The worse the network dysregulation, the scientists found, the more severe the symptoms experienced later on by affected boys. Although the authors cautioned that the findings need to be replicated in larger studies, they said the data are consistent with previous studies by the Courchesne and Lewis labs and other groups, which have shown the diagnostic and prognostic power of blood gene expression for ASD.
“Increasingly, evidence indicates that ASD is a progressive disorder that, at prenatal and early postnatal stages, involves a cascade of molecular and cellular changes, such as those resulting from dysregulation of signaling pathways and networks,” said Courchesne.
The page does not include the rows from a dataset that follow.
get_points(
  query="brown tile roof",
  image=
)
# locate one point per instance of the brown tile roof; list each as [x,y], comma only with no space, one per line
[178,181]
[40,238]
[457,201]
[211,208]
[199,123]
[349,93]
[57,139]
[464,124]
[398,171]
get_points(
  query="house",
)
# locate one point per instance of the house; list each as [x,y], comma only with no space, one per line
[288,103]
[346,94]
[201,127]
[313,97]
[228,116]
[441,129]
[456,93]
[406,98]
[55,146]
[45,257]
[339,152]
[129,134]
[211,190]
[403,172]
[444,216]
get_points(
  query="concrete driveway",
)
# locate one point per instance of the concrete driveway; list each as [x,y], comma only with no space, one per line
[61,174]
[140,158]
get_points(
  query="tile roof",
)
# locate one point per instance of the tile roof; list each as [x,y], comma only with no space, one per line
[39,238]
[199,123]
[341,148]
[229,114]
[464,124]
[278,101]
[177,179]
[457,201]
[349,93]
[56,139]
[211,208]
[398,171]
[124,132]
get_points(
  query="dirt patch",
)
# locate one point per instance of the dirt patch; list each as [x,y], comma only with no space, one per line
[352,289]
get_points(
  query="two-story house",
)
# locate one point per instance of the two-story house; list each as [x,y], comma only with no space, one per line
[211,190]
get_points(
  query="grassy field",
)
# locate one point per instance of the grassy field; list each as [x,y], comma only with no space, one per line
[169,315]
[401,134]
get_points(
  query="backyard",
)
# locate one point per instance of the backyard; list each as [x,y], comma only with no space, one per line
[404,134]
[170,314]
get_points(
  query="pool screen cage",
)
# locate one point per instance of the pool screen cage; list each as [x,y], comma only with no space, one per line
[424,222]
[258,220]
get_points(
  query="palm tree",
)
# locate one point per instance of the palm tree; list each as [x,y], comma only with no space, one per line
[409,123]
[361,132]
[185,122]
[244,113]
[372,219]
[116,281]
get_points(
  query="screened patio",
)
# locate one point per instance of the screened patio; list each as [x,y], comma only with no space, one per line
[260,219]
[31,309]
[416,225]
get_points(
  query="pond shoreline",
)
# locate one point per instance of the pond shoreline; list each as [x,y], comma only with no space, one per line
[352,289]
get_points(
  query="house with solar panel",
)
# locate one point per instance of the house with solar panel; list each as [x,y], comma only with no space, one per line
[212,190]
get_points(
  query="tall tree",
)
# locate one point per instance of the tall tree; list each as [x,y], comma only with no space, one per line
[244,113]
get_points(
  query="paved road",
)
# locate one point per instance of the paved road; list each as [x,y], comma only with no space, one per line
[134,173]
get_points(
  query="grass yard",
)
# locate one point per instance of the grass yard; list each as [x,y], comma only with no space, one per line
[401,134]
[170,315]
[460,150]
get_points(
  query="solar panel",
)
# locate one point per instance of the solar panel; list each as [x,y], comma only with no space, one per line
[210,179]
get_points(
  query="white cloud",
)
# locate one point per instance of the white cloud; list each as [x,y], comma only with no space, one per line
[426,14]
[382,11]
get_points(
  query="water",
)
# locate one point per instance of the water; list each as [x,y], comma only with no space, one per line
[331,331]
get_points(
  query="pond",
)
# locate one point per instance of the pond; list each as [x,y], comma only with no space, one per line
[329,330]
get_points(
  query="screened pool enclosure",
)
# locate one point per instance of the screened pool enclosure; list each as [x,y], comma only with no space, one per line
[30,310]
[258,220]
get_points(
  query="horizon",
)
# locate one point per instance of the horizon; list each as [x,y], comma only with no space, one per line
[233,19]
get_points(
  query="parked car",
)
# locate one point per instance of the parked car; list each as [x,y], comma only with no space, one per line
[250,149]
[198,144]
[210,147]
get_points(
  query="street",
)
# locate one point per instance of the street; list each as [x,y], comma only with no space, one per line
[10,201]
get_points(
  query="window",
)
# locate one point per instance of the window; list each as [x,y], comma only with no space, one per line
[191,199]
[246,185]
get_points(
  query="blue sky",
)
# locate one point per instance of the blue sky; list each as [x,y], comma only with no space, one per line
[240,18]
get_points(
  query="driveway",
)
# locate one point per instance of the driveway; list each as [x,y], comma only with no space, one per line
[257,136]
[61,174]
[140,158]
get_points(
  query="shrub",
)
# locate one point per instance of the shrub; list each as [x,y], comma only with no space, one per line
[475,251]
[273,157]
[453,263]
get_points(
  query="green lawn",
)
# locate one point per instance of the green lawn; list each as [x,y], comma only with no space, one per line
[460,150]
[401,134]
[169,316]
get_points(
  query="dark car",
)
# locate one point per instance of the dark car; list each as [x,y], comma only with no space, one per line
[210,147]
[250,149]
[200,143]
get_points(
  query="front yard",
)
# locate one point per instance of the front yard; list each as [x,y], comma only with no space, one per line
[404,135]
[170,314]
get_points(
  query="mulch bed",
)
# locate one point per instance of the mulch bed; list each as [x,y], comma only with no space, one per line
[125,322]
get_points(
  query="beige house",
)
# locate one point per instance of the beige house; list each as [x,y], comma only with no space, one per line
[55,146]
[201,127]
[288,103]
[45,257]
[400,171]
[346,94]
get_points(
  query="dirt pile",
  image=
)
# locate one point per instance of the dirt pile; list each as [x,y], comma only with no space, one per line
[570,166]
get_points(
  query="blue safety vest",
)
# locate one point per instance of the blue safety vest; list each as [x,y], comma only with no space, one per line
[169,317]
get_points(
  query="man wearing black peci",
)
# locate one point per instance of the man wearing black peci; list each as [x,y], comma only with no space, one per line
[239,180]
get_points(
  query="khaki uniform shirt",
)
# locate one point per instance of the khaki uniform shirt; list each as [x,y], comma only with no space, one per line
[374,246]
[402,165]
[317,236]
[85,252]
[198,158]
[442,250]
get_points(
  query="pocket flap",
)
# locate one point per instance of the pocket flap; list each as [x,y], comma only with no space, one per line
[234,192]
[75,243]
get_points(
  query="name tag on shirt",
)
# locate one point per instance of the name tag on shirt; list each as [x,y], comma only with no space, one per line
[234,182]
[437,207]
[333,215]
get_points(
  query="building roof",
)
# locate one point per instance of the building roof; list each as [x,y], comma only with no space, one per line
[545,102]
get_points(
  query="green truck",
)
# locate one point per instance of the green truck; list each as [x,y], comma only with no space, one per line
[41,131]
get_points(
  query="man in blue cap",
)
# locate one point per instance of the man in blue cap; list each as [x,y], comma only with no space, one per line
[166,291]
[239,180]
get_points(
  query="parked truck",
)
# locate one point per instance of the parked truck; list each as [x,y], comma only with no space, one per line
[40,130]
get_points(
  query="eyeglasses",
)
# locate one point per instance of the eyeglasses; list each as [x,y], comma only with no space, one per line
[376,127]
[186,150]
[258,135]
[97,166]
“Our evidence suggests that abnormal signals from known ASD risk genes may be channeled through this important gene network,” added Gazestani, “and that, in turn, sends signals that alter fetal and postnatal brain formation and wiring patterns.”
The researchers hope to create a framework in which physicians and others can systematically diagnose, classify and prognostically stratify patients with ASD at much earlier ages, based upon genetic or molecular markers, expediting treatment.
“The study shows that through analyses of gene expression from ordinary blood samples, it is possible to study aspects of ASD’s fetal molecular origins, uncover the functional impact of hundreds of ASD risk genes that have been discovered over the years, and develop clinical tests of ASD diagnosis and severity prognosis,” said Lewis.
Additional co-authors include: Tiziano Pramparo, Srinivasa Nalabolu, Benjamin P. Kellman, Sarah Murray, Linda Lopez and Karen Pierce, all at UC San Diego.
Funding for this research came, in part, from the National Institute of Mental Health (grants R01-MH110558, R01-MH080134, R01-MH104446, P50-MH081755), the Brain & Behavior Research Foundation NARSAD and the Novo Nordisk Foundation through the Center for Biosustainability at Technical University of Denmark.